1383. Il perd Wenceslas de Brabant et passe au service de Guy de Blois.
47 ans. 1384. Après la mort de Wenceslas, duc de Brabant, il s’attache à Guy, comte de Blois.

Ce duc Winceslas fut large, doux, courtois, amiable : et volontiers s’armoit ; et grand’chose eût été de lui, s’il eût longuement vécu, mais il mourut en la fleur de sa jeunesse[1] ; dont je, qui ai escript et chronisé celle histoire, le plains trop grandement qu’il n’eût plus longue vie, tant qu’à quatre vingts ans, ou plus, car il eût en son temps fait moult de biens : et lui déplaisoit grandement le chisme de l’église : et bien le me disoit, car je fus moult privé et accointé de lui.
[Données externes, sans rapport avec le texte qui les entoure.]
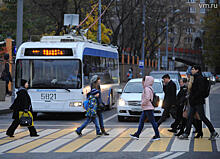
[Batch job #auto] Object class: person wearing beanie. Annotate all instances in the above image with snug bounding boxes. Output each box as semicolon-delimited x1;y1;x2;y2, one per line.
1;54;12;96
6;79;39;137
90;75;109;135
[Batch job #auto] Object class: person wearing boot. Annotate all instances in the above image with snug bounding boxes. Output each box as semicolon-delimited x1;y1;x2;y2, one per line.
169;79;187;132
6;79;39;137
90;75;109;135
179;65;219;140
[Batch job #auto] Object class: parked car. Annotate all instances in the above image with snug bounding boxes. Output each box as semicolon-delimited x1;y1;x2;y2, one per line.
180;72;187;79
202;72;216;85
117;78;180;121
215;75;220;82
150;71;181;81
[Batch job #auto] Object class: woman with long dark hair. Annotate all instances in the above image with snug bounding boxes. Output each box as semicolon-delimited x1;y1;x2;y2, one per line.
90;75;109;135
6;79;39;137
Or, pourtant que j’ai vu, au temps que j’ai traveillé par le monde, deux cens hauts princes, mais je n’en vis oncques un plus humble, plus débonnaire, ni plus traitable ; et aussi avecques lui, mon seigneur et mon bon maître, messire Guy, comte de Blois, qui ces histoires me recommanda à faire. Ce furent les deux princes de mon temps, d’humilité, de largesse et de bonté, sans nul mauvaise malice, qui sont plus à recommander, car ils vivoient largement et honnêtement du leur, sans guerroyer ni travailler leur peuple, ni mettre nulles mauvaises ordonnances ni coutumes en leurs terres.

(T. ii, p. 654.)


1385. — Il voit Jean de la Roche Taillade à Avignon.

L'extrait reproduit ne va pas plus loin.